The variable y varies jointly with x and w when y = -42, x = 2, and w = -3.


1.) Find the constant of variation.


k =


2.) Find w when y = 3 and x = 1/14


w =

Answer 1

1) k = 7

2) w = 6

Explanation:

Joint variation equation

If y varies jointly with x and w:

`\boxed{y \propto xw \implies y=kxw}`

for some constant k.

Given:

• y = -42
• x = 2
• w = -3

Substitute the given values into the joint variation equation and solve for k:

`\begin{aligned}y&=kxw\\\implies -42&=k \cdot 2 \cdot -3\\-42&=-6k\\k&=(-42)/(-6)\\k&=7\end{aligned}`

Therefore, the equation is:

`\boxed{y=7xw}`

To find w when y = 3 and x = 1/14, substitute these values into the found equation and solve for w:

`\begin{aligned}y&=7xw\\\implies 3&=7 \cdot (1)/(14) \cdot w\\3&=(7)/(14) \cdot w\\42&=7w\\w&=6\end{aligned}`

Answer 2

1). The constant of variation is 7

2). w = 6 for the given values of x and y

Explanation:

"Varies jointly" tells us that y is a direct result of a mathematic operation involving x and w.

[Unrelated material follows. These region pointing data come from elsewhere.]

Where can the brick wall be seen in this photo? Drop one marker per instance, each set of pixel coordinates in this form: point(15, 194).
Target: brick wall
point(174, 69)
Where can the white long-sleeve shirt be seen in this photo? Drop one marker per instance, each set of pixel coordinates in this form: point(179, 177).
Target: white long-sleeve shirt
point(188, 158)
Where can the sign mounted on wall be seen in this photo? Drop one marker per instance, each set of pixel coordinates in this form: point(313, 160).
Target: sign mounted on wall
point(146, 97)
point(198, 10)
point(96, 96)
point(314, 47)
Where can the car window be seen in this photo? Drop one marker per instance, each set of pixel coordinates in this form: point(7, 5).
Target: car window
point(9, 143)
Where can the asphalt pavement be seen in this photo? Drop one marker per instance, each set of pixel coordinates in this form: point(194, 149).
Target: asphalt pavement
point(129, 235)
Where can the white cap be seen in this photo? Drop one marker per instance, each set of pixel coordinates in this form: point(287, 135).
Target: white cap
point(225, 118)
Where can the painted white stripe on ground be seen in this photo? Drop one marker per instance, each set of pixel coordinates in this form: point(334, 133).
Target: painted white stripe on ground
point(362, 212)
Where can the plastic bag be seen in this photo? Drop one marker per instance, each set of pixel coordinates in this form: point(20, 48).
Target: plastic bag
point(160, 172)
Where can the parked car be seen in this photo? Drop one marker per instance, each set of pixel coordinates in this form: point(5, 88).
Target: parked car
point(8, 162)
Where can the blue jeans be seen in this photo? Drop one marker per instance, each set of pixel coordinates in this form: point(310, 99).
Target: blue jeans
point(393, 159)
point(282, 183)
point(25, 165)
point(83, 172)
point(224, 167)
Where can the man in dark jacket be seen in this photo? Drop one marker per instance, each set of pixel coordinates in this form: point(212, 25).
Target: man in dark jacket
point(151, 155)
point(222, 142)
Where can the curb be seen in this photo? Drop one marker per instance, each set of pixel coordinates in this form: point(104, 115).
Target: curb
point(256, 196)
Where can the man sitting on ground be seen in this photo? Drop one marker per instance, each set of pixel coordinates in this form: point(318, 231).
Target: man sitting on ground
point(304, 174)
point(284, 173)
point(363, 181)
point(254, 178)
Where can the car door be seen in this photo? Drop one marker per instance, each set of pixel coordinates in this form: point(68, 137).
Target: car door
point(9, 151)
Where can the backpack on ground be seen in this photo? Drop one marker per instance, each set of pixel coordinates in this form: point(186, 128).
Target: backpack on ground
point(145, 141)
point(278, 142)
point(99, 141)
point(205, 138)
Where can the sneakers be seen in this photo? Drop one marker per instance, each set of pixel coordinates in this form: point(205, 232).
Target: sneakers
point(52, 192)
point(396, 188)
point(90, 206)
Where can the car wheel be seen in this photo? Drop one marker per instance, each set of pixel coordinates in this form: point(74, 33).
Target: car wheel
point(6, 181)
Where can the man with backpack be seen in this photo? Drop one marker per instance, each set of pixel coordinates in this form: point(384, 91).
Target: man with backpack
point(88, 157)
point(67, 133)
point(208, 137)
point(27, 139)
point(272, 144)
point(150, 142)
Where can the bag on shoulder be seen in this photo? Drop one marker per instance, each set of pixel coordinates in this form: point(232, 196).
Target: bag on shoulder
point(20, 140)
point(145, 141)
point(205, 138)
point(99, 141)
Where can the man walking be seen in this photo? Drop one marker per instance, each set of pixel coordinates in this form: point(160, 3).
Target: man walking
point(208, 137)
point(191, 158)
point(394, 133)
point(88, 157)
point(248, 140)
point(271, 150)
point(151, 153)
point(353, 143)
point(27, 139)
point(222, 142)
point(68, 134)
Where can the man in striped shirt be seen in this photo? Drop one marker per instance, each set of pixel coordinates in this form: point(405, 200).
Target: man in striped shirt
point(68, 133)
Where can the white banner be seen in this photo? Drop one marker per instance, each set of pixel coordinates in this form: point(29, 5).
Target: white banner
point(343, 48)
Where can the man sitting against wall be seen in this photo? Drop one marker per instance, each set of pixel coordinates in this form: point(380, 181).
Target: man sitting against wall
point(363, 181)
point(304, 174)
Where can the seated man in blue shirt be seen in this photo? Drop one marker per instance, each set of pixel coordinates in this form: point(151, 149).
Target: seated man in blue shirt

We will assume y is directly prorportional to x and w, in the sense that we can find a multiplicative relationship of the form y=Kxw, where K is the constant of variation.

We are given one data point: y=-42 where x is 2 and w is -3. Let's put those values into our trrial expression:

y=Kxw

-42=K(2)(-3)

-42 = -6K

K = 7

The expression becames y = 7xw

The constant of variation is 7.

The value of w for y=3 and x=(1/14) would be:

y=7xw

3 = 7*(1/14)*w

3 = (1/2)*w

w = 6